Here’s the news release from the pope addressing the European Broadcasting Union:
“In today’s society”, [Pope Benedict] continued, “the basic values of the good of humanity are in play, public opinion … is often found disoriented and divided”. In this context he noted that “it is a duty to provide every day, correct and balanced information and a profound debate that seeks the best shared solutions regarding these questions in a pluralistic society. It is a task that requires great professional honor, correction and respect, an openness to different perspectives, clarity in treating problems, freedom from ideological barriers, and an awareness of the complexity of problems”.
I’m wondering at this point how well they’re listening and whether they’d take this message to heart, but what he said was really for a global audience.
Religion contributes by ‘purifying’ reason, helping it not to fall prey to distortions, such as manipulation by ideology or partial application that fails to take full account of the dignity of the human person”. In this sense the Pope invited the professionals in communications to “seek ways of promoting and encouraging dialogue between faith and reason, with a view to serving the common good of the nation”.
While emphasizing the difficulties that need to be faced in their service, the Pope stressed that “the challenges of the modern world on which you have to report are too great and too urgent for you to become discouraged or tempted to give up in the face of such difficulties”.
The Holy Father concluded by encouraging them to put their “contacts and activities at the service of reflection and commitment” with the aim of “ensuring that the instruments of social communication promote dialogue, peace and development of peoples in solidarity, overcoming cultural separation, uncertainties and fears”.
This reminds me of a letter I received not long ago from a young Rwandan woman studying journalism in London, who followed some of my writing and asked me to contribute thoughts on the media handling of the Rwandan genocide for her research. Here’s how she described the intent of her paper:
This dissertation will be written by a critical journalism student, who wants to understand the role of the International media when it comes to wars in developing countries and its role in preventing the genocide in Rwanda.
She said she wanted to
explore the role of International media, its intervention and strategies in tackling genocides and other conflicts in the third world countries.

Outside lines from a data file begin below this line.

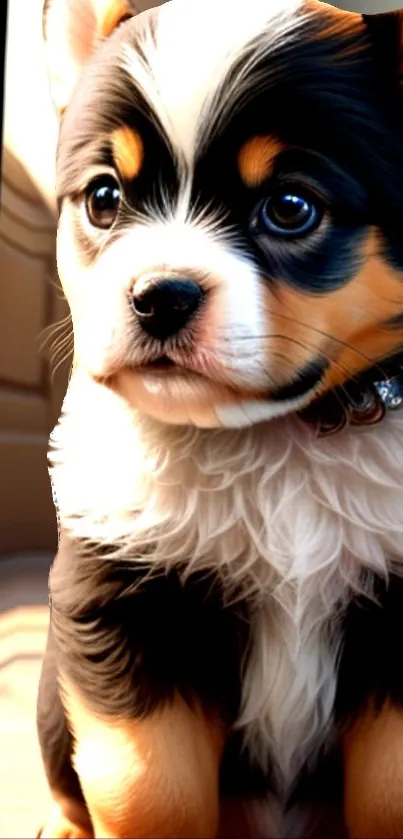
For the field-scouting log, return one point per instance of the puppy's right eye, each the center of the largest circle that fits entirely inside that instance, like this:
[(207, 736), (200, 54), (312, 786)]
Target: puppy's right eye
[(102, 200)]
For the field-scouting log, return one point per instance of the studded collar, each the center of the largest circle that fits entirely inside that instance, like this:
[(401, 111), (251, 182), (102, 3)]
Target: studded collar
[(363, 401)]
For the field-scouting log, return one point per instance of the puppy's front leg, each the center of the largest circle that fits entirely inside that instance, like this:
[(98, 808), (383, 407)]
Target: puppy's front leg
[(373, 774), (148, 675), (153, 777)]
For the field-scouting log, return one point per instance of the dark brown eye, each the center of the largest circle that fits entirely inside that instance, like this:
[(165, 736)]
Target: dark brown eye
[(102, 201), (287, 214)]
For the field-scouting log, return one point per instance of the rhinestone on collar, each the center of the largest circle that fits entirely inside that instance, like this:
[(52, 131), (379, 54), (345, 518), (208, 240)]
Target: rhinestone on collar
[(362, 402)]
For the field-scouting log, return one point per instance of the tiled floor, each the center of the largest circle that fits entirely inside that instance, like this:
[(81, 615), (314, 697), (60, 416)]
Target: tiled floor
[(24, 793)]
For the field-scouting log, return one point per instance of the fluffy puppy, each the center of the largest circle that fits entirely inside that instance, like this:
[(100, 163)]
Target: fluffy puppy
[(227, 597)]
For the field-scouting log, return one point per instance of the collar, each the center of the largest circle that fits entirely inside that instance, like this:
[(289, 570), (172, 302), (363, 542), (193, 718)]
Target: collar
[(362, 401)]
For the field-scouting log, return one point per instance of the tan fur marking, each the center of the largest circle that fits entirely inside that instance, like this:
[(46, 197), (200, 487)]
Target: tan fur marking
[(157, 776), (109, 15), (339, 22), (344, 325), (373, 775), (128, 151), (256, 159)]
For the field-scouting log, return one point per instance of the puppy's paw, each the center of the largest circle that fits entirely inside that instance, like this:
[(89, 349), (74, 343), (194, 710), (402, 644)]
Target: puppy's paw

My aim is to understand the media’s responsibility in such a delicate situation where it should play a role of prevention, protection and education. And for future journalists like my classmates and future academic work, I hope this will help to use our journalistic role responsibly and never use it to spread hatred, thus making our journalistic powerful position a second weapon to crimes against humanity.
This dovetails exactly with what Pope Benedict said (and keeps saying) about the role of media in the world. Pope John Paul II said “Communications is a moral act.” It’s reassuring and encouraging that young adults entering the media are taking that responsibility seriously.